Was tun jetzt die Besitzer dieser rechtlosen Rechte? Sie schauen sich um, wo sie noch vergleichsweise mehr dafür bekommen – und kaufen Schweizer Franken. Deshalb steigt der Kurs. Damit werden aber die Schweizer Produkte teurer, die Arbeitsplätze sind in Gefahr. Um dies abzuwenden, hat die Schweizerische Nationalbank (SNB) im September 2011 die Bindung des Frankens an den Euro beschlossen, ein Riesengeschenk an die Spekulanten dieser Welt.
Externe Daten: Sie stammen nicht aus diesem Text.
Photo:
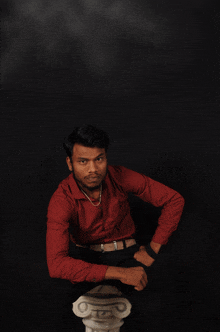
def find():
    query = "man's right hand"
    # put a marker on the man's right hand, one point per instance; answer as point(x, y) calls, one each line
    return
point(134, 276)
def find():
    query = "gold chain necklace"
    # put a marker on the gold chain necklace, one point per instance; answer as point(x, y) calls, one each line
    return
point(100, 197)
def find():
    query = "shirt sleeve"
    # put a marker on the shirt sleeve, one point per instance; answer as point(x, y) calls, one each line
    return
point(60, 264)
point(159, 195)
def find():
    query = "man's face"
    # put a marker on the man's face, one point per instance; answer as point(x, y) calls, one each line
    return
point(89, 166)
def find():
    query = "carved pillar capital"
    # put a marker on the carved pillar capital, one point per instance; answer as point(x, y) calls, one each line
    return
point(102, 309)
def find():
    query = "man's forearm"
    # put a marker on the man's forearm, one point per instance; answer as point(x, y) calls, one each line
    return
point(134, 276)
point(114, 272)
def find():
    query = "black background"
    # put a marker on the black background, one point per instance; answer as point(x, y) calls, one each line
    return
point(147, 72)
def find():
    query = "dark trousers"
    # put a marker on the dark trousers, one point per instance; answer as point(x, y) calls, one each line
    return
point(145, 304)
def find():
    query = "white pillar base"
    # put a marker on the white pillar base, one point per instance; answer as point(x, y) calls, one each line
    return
point(102, 309)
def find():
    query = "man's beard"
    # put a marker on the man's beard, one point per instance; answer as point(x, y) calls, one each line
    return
point(83, 185)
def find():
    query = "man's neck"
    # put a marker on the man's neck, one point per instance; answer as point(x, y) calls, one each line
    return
point(94, 193)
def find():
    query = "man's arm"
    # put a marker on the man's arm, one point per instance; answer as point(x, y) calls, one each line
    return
point(134, 276)
point(60, 264)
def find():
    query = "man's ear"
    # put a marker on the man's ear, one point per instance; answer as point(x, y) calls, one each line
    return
point(69, 164)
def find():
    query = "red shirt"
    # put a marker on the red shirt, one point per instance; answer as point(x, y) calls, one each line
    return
point(90, 224)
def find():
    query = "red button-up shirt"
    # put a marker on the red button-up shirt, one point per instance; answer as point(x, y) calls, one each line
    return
point(70, 207)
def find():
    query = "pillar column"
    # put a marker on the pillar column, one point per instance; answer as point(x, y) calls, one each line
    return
point(102, 309)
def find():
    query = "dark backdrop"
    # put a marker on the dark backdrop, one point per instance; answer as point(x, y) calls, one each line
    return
point(147, 72)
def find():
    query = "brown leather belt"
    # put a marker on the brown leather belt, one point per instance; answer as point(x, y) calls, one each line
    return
point(115, 245)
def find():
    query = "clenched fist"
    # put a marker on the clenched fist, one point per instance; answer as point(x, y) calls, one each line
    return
point(135, 276)
point(143, 257)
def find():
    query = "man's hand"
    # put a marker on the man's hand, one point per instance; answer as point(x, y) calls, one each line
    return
point(134, 276)
point(143, 257)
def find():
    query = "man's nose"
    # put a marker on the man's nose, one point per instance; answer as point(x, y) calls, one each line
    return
point(92, 167)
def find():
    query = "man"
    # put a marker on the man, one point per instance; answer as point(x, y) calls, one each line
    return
point(90, 232)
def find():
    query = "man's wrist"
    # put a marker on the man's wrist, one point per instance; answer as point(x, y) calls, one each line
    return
point(152, 249)
point(114, 272)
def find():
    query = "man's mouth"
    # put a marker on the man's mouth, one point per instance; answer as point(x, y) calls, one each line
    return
point(92, 178)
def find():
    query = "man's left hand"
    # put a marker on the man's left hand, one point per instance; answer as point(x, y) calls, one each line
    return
point(142, 256)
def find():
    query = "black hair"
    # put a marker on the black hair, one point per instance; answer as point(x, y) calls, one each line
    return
point(86, 135)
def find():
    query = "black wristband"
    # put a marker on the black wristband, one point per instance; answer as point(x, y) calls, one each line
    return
point(151, 252)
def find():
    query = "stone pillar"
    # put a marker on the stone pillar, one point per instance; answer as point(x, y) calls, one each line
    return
point(102, 309)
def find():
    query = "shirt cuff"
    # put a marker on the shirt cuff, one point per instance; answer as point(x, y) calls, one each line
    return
point(159, 239)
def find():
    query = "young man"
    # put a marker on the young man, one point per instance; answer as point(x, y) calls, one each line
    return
point(90, 232)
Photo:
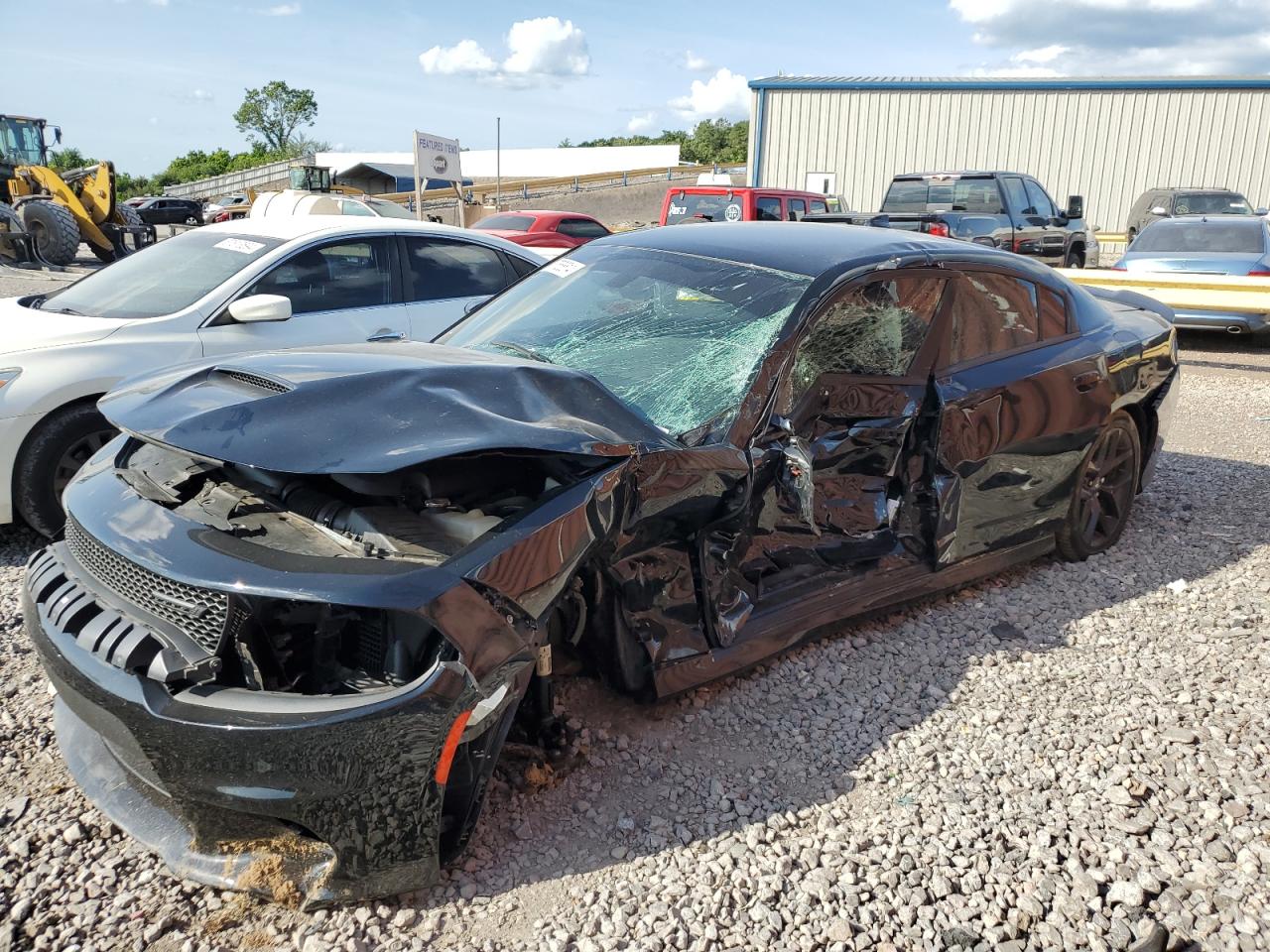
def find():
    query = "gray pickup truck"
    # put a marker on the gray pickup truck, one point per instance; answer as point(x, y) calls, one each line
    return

Denn um diese Politik innerhalb der Regeln des freien Kapitalverkehrs glaubhaft zu machen, musste sie natürlich allen Fremdwährungsbesitzern mit Lust auf unser Geld die Devisen abkaufen und dafür neu geschöpfte Schweizer Franken hergeben. Die zuverlässigen Rechte an schweizerischer Produktion wanderten ins Ausland, die vom Markt weniger geschätzten Rechte an ausländischer Produktion landeten in den Büchern der Nationalbank, die, gemessen an der Volkswirtschaft, zum grössten Geldvermehrer der Erde wurde. Fast das ganze Bruttosozialprodukt eines Jahres hat sie innerhalb dreier Jahre hergegeben. Wenn es nicht gelingt, mit den wertloser gewordenen Devisen die Schweizer Franken im Ausland zurückzukaufen, werden wir fast ein Jahr gratis arbeiten müssen, um diese Rechte zu honorieren. Das konnte natürlich nicht so weitergehen; deshalb hat SNB-Präsident Thomas Jordan die Notbremse gezogen. Jetzt gelten wieder die Regeln von Angebot und Nachfrage (die nach der Aufgabe fester Wechselkurse 1973 als Übergangslösung für ein Jahr eingeführt wurden). Das ist zwar nicht besser, nur ehrlicher.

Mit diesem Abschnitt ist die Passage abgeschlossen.